La Llorona bears some of the hallmarks of that awkward silent-to-sound transition, with long gaps in the dialogue, some awkwardly paced scenes that lack focus, and limited movement from the actors, problems that wealthier film industries had moved past a year or two earlier, but there are also moments of great visual impact, rich atmosphere, and a fascinating story. It's also great to see Mexican artists telling their own stories when American films from this period (and long after) used white actors in Mexican roles, relegating Mexican and Mexican-American actors to bit parts and comic relief.

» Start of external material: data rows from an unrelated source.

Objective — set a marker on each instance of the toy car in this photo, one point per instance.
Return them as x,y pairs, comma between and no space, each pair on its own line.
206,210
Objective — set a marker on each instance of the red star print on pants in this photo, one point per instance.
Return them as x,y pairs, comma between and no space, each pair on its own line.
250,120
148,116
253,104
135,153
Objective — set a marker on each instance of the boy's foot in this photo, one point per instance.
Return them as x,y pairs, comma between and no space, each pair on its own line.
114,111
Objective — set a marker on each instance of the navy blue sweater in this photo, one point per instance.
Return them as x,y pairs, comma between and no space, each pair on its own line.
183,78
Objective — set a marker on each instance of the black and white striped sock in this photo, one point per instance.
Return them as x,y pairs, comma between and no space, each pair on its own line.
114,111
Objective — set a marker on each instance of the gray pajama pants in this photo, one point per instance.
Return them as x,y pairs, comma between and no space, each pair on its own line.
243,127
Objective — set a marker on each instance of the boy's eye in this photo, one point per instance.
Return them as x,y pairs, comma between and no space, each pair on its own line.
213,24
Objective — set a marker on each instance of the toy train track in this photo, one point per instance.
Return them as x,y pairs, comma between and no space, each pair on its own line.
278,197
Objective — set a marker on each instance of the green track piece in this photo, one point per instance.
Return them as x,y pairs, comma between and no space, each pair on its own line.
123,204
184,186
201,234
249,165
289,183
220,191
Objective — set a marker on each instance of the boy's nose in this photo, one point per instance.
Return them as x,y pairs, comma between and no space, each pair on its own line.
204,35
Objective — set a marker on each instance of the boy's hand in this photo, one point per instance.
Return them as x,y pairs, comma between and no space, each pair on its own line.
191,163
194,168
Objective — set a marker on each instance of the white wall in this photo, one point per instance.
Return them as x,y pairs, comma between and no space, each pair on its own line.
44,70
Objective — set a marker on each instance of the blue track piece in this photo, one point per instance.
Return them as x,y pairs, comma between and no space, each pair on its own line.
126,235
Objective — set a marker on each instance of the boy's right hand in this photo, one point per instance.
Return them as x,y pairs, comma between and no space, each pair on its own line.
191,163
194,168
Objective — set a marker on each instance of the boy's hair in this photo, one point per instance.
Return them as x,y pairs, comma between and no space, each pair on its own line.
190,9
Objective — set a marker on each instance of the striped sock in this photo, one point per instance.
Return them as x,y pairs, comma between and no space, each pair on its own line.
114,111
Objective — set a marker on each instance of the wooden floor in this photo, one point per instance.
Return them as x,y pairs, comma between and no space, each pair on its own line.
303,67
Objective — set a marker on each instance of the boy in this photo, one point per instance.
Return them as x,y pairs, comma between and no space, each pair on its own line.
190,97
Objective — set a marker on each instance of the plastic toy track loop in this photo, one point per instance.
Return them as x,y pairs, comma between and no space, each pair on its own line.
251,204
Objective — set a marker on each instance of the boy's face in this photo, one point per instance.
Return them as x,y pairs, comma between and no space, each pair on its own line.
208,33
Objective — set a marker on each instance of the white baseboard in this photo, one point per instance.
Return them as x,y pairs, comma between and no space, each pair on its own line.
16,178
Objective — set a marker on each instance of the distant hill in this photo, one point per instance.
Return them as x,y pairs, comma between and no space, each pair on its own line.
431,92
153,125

La Llorona begins with a man dropping dead on the street after seeing the ghost of a crying woman. His surgeon debates a young intern about whether it was run-of-the-mill cardiac arrest or ghost fear (the doctor is no superstitious fool), and then, for reasons that seem initially baffling but soon make sense, we have a long scene of a child's fourth birthday party. The birthday boy is the son of the skeptical surgeon, who is pulled aside after the party by his father-in-law for some private curse talk in the library. The boy's grandfather/doctor's father-in-law is extremely worried, because his eldest son and older brother both disappeared on their fourth birthdays and were found dead days later from stab wounds to the chest. The doctor seems remarkably unconcerned, so Gramps regales him with a tale from an ancient book about the la llorona curse affecting their family. Cue lengthy flashback scene about the curse's origin. Meanwhile, a creep in a hood and cloak spies on the men from a secret door in the library, a second historical flashback is shown, the doctor becomes worried, and all kinds of crying ghost, child kidnappings, murders, suicides of scorned women, and occult shenanigans occur. The various strands come together in the film's wild conclusion.
The four crying ghosts in the film have an eerie presence, and those scenes are particularly skillful. Peón also does a good job balancing his complicated narrative. It's easy to forgive the film's clunky moments when there is so much to enjoy. If you are interested in '30s horror and Mexican film history, I recommend La Llorona.